Guest post by The Rebel
Many Celtic fans unfortunate enough to happen across a parade of the peepils of illness, especially during the marching season, have commented on religious, racial and sectarian vitriol directed at them based on the perception of their religious orientation due to the football top they may have been wearing, ie, the green & white hoops. ‘Ya Fenian bastard’ being a particularly used term.
In my opinion the victims of this abuse and harassment be it verbal or physical, should immediately demand legal intervention (arrest &detention) of the perpetrators no matter how large or small the congregation.
Abuse directed at them under the watchful eye of Strathclydes finest, police officers who chaperon such marching throngs as allowed, ‘kettle-less’ it has to be said, under long standing laws of procession seem in the main to pass off without so much as a stern word or swift removal of said verbalists from said officers, as should be the case under section 74 of the criminal justice (Scotland) act 2003. Offences aggravated by religious prejudice.
Perhaps if you do not bring it to their attention, they may not hear it.
Point it out ( contravention of section 74 criminal justice Scotland act 2003 )
Offences aggravated by religious prejudice.
Such abuse is not uncommon in everyday life marching season or otherwise and all such abuse should immediately be brought to the attention of officers present, reported, and the expectation should be of the arrest, removal and detention of the perpetrator until justice is served.
Failure of any officer to take such action would be in contravention of section 74 criminal justice Scotland act 2003 and would represent a miscarriage of natural justice and a failure to serve and protect you the citizen.
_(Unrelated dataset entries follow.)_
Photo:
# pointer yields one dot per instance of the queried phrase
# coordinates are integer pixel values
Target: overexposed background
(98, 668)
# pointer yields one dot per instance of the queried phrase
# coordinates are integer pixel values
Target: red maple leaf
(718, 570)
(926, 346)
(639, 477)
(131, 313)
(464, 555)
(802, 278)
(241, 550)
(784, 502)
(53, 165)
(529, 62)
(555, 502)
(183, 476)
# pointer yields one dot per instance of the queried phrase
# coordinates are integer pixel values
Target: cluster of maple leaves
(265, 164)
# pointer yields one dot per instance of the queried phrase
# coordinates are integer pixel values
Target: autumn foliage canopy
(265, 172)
In which case the officers name/number and division should be requested for complaint or further action, should that fail, to the courts of human rights and/or civil liberties.
I would urge all victims to make instant complaint and insist on that action regardless of occasion or number of abusers, and to do so as often as is necessary.
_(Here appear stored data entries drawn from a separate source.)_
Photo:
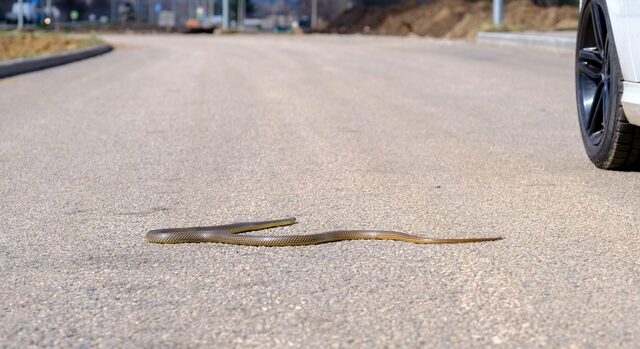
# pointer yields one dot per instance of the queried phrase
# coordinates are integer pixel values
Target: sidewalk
(565, 40)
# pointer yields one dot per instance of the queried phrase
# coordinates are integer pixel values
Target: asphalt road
(437, 138)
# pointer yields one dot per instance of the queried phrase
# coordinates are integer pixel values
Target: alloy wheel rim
(594, 72)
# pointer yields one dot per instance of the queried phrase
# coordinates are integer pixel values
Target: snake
(229, 234)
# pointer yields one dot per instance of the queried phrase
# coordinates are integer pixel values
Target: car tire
(609, 140)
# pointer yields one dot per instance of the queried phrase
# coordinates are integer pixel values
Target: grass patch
(21, 45)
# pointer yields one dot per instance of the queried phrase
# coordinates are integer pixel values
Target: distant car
(608, 81)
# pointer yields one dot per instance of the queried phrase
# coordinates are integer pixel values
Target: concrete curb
(21, 66)
(532, 39)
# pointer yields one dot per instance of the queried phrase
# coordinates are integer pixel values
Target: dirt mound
(451, 18)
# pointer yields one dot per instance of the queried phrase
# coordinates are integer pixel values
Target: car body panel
(631, 102)
(624, 16)
(625, 22)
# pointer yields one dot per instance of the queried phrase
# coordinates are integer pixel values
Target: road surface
(442, 139)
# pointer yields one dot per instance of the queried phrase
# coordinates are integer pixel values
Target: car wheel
(609, 140)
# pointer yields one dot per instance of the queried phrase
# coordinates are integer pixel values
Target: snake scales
(227, 234)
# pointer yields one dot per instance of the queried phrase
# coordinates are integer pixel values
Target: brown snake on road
(226, 234)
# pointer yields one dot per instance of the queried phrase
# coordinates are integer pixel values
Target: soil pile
(451, 18)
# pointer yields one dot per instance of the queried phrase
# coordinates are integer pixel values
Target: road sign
(167, 19)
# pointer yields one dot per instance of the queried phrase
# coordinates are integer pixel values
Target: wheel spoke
(589, 54)
(594, 115)
(599, 30)
(591, 71)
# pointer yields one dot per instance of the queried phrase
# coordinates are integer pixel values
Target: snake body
(227, 234)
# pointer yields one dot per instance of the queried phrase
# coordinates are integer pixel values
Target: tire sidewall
(601, 153)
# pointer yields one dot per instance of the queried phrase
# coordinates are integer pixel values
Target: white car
(608, 81)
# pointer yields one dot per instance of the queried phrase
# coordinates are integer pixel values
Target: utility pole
(113, 12)
(314, 13)
(498, 10)
(241, 13)
(20, 15)
(225, 14)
Any abuse religious, racial or sectarian, should be reported under the above act and never accepted as normal, taken for granted or simply laughed off.
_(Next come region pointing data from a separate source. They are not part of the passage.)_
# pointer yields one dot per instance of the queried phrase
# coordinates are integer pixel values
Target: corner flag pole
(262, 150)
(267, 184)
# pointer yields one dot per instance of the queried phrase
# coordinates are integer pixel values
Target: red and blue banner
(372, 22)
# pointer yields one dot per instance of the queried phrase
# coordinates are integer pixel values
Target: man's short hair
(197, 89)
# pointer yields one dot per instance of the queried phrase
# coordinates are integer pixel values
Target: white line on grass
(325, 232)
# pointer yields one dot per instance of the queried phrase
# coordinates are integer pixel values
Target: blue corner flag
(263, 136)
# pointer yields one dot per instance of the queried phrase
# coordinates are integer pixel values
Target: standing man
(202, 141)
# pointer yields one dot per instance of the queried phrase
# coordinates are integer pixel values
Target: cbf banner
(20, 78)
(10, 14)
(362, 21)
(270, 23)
Make officers act by demanding the laws in place provided for your protection and right to expect civility and decency on our streets is not in itself abused by ignorance.
Whether you be walking down the high street or passing an ill man’s parade should make no difference, the law should be observed and acted upon, demand that that is so.
Only by complaint every-time of
occurrence by victims demanding their legal right to protection against such abuse, might these offensive behaviours be challenged until they are completely halted in Scotland.
Use the laws and the officials placed in position for that reason.
Failure to protect and serve you, the citizen, from such abuse can be recorded and reported to a higher court even out with the Scottish boundary and should indeed be pursued.
There are human rights laws in European convention that Scottish law is answerable to use them in the event that your protector fails to protect you and your rights.